In any case, Winslow Felix had the name in perpetuity and the proprietors of Felix have received not one car or dime for over a half-century. A new Felix neon sign went up in 1958 when the dealership moved to its present location at Figueroa and Jefferson Boulevard…and it became something of a local landmark.

The business has gone through many hands and that area has changed a lot. There are developers who want it to change further. The current owners of Felix Chevrolet have no plans to close the place or even take down the sign…but the rumblings are there. So lately, folks who are out to preserve L.A. heritage have been rallying to protect Felix from any future threats to his survival. As this article in the L.A. Times notes, the city's Cultural Heritage Commission has just voted to declare it a historic-cultural monument.

That's not the final word but it's a defeat for Mayor Antonio Villaraigosa…like he needs more bad news these days.

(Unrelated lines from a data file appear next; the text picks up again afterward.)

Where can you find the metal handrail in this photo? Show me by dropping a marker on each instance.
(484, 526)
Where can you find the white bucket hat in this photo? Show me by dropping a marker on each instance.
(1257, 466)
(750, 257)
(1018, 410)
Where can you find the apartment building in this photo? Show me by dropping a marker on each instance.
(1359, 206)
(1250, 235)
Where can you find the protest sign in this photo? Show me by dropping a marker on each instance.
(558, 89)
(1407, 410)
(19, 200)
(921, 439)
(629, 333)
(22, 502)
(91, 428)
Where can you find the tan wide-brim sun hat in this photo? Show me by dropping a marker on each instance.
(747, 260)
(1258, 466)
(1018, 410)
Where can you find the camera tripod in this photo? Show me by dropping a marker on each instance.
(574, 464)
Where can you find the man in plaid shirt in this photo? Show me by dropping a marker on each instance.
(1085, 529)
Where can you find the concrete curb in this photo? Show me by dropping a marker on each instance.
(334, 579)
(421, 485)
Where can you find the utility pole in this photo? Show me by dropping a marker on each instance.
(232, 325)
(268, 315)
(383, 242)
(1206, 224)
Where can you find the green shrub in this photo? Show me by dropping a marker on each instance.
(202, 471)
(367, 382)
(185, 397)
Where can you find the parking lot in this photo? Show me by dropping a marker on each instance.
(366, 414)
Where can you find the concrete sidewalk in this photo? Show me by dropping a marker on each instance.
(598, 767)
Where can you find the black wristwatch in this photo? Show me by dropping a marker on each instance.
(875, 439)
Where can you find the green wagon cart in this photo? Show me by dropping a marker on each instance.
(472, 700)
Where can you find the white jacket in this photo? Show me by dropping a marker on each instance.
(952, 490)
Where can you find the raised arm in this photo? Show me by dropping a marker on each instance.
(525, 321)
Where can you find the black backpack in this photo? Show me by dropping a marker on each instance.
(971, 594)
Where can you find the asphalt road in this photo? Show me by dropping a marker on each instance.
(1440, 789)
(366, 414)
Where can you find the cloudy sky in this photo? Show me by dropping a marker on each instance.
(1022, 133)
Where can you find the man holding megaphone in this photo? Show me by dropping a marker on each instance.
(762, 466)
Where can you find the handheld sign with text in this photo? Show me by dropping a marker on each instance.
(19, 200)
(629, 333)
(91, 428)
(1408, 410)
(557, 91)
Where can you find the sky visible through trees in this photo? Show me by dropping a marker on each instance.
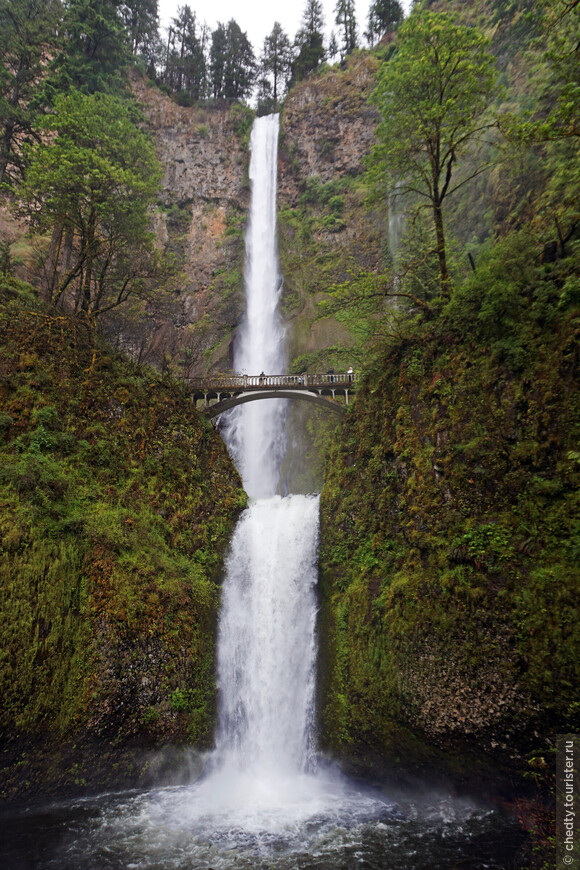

I love Felix and I love Los Angeles history…but I'm not sure this one's worth a fight. It's a nice looking sign but historic? Cultural? I don't know about this one.

Today's Video Link

Here's an unsold pilot that Paul Winchell did in the sixties for a kids' game show called Quick on the Draw. I've seen it listed as 1962, 1963 and 1964, and beyond that, your guess is as good as mine.

I think Paul did about nine hundred pilots for kids' game shows and one or two of them — like Runaround in 1972 — even sold. You can kind of tell why Quick on the Draw didn't make it. The contestants don't even look like they want to be there and the only good moments come from Winchell doing his old bits with Jerry Mahoney. The show was directed by Gilbert Cates, who directed about half of all TV shows done in the sixties.

One interesting thing (to me) about this is the part where Paul, as he occasionally did, is supplying the voice while someone else is operating Jerry. A lot of it seems to be ad-lib and whoever's working Jerry is darn good to keep up…but as a devout Winchell fan, I could always tell when someone else was at the controls. Paul had a certain way of shaking a dummy's head when it was "talking" to add a little extra animation to the figure and also to distract from the fact that the lip sync could never be too precise. His assistants learned it too but no one did it quite like Winch.

The two parts of this run a little over 22 minutes and the second cuts off before the show ends. I doubt you'll make it all the way through but you might enjoy the Paul/Jerry opening chat, which was one of Paul's oft-performed routines. That cuff link gag was the close to the first joke I ever learned. If you do want to watch both parts, I've made up a little YouTube playlist so you can go right from one to the other.